What a little paradise Clough Cottage was to Margaretta, after the bare, comfortless rooms to which she was accustomed at Northbrook! How delightful it was to be addressed in terms such as her mother used in old days, and to find that this charming, cultured woman, to whose care she was consigned, was ready to open her heart to sympathise with a girl so untaught, as she now felt herself to be in comparison.
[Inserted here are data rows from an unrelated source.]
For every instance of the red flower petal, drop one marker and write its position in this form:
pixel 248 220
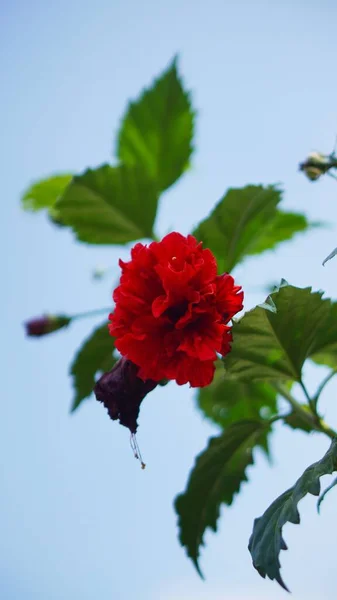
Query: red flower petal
pixel 172 310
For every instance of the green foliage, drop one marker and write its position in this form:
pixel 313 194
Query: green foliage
pixel 272 341
pixel 214 480
pixel 157 130
pixel 325 350
pixel 295 421
pixel 94 356
pixel 266 541
pixel 44 193
pixel 246 221
pixel 227 399
pixel 326 491
pixel 110 205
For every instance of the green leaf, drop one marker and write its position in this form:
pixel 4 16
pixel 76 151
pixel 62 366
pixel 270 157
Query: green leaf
pixel 94 356
pixel 325 351
pixel 214 480
pixel 157 130
pixel 273 344
pixel 295 421
pixel 266 541
pixel 110 205
pixel 322 496
pixel 246 221
pixel 227 399
pixel 44 194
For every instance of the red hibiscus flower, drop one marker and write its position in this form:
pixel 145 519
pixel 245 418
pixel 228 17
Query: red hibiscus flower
pixel 172 310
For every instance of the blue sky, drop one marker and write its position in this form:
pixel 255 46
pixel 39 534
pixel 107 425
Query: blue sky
pixel 79 519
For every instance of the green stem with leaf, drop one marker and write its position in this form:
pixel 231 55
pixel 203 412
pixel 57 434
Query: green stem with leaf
pixel 312 418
Mrs. Moffat wanted a young creature to love, and to whom she might impart a share of the mental treasures to which she was daily adding. She made a study of Margaretta, as a mother studies the nature of a child whom, by God's help, she aspires to mould into a noble woman. She won the girl's heart—that was an easy matter. She won her confidence, and used the knowledge she gained of the girl's inner nature to give her wise advice and lead her in the right way. How it touched Mrs. Moffat to receive the girl's communications, to know that little secret about the two humble friends who called her "Meg," when no one was at hand to overhear! And how she rejoiced that, despite the difference in their social position, these two friends, Thorley and the little seamstress, were not unwisely chosen, but deserved the name!
"I should never have known you but for Nelly Corry; and oh, how happy you have made me!" said Margaretta, as she held Mrs. Moffat's hand in her own, and caressed it from time to time in her childish fashion. "I owe her more than words can tell."
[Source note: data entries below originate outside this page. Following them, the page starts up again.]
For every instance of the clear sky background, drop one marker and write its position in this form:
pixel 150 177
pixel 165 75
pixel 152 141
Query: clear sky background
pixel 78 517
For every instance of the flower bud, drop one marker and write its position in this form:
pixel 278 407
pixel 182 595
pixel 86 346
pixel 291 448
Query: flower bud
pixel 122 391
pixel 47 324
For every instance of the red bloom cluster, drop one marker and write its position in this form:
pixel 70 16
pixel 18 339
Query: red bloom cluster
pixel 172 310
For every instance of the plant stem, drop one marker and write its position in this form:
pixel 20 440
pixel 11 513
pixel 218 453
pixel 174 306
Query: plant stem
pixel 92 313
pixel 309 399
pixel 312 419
"And I owe her a great deal also, Meg, my darling. You have cheered my loneliness and given me a new interest in life," replied Mrs. Moffat, adding a loving kiss.
It would be waste of words to enter more fully into details. Meg was happy beyond expression. She worked with all her heart—so hard, indeed, that Mrs. Moffat was obliged to restrain her eagerness and insist on proper time being given to outdoor exercise and rest. As to music, the girl simply revelled in it.
At the end of two years her wonderful voice was the talk of the neighbourhood. Even old Lady Longridge became sensible that excellent value had been given for the money she had expended, and she began to take a grim pleasure in being called "grandmother" by this graceful girl who, though older, was infinitely more manageable than the wild young creature who roamed the woods at pleasure, yet felt all the while like an imprisoned bird, when first consigned to her guardianship. Alas! There was no summer holiday or visit to the seaside for the girl, who longed to be like others in this respect.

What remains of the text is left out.